飃の啼く…最終章(前編)-20
「夕雷っ!!」
「よーやく気付いたかよ…ホントに、阿呆だなぁ、おまえ…」
神立ははっとして自分の格好を見た。首の後ろに、両手で持った鎌を当て、今にも首を切り落とそうとしていたのだ。

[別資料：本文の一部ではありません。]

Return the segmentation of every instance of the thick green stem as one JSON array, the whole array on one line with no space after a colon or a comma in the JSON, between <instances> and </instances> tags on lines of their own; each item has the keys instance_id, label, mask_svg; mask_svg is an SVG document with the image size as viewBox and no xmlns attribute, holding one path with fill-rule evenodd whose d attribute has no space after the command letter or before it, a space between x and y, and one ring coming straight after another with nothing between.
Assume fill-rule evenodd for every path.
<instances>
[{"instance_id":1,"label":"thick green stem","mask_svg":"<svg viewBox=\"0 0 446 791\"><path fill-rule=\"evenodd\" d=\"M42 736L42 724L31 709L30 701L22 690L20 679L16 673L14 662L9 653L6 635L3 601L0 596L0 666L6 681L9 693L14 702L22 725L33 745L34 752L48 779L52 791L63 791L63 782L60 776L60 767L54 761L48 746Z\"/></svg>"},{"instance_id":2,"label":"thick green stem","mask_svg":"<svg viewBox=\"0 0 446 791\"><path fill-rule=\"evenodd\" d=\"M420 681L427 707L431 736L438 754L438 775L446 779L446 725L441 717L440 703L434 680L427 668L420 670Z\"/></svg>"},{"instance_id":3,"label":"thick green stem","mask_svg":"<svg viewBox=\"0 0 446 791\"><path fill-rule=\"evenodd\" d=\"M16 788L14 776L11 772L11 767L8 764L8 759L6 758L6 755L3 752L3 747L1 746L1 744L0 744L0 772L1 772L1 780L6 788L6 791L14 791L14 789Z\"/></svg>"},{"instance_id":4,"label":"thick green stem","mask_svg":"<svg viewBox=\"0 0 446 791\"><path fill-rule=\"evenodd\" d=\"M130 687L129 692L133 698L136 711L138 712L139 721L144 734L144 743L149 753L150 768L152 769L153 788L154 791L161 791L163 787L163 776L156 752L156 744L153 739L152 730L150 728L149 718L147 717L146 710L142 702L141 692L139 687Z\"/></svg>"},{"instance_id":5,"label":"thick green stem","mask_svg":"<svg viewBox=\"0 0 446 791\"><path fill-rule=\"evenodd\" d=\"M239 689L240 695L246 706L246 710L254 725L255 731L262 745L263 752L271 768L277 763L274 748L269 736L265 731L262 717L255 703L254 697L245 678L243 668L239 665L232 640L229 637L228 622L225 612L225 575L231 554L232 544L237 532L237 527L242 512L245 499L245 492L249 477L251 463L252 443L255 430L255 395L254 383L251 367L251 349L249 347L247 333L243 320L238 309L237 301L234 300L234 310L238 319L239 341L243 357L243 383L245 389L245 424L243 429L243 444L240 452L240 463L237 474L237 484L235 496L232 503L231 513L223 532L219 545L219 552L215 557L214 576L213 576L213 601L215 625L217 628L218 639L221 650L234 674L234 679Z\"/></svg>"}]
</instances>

「ハハハ!毒も盛ってねえのに自分で手足引きちぎりやがった!ハハハハハ!」
さもおかしそうな擾の、悲鳴に似た笑い声も、何もかも神立の耳には入らなかった。
「夕…雷…!」
「毒なんかにやられちまうんじゃねえ!お前は神立だ…俺の一番弟子だろ!」
「夕雷…なんで…」
夕雷のことを、じっと見ていたいのに、涙がこぼれて視界が塞がった。ぼたぼたと、涙はとめどなく、静かに溢れてくる。
「行け!行って蹴りを付けて来い!」
神立はふるふると首を振った。
「いやだ!夕雷の傍にいる!」
「なぁにいきなり甘えてきやがって…」
そして、照れくさそうに、にかっと笑った。
「でも…悪い気分じゃね…や…」
―おれに弟が居たら、こういう気分になれたんだろうなあ。
「え?何、なんて…」
―そんな風に涙流しやがって、お前…別れるのが寂しくなっちまうじゃねえかよ…
風が吹いた。戦いに倦んだ魂を誘うような、優しく、穏やかな風だった。
「な…おまえ、生まれ変わったら…俺の…弟に………」
8月19日、午後22時。鎌鼬、夕雷の魂は夜を渡る風に乗って戦場を去った。
「死んだか?」
神立は、自分のすぐ後ろに擾が立っているのを知っていた。そして、塵でも見るように神立の腕の中の夕雷の身体を見下ろしているのを。
「七番」
擾が言った。
「俺たちと来い。わかるだろ…お前らに勝ち目は無いぜ…おまえの師匠とやらも死んだ、八条さくらも、飃の野郎もあっけなく死んだ。行く当ても無いんだろう、え?一緒に来れば、また前みたいにかわいがってやるぜェ」
「黙れ」
神立は冷たくなった夕雷の身体を横たえて、立ち上がった。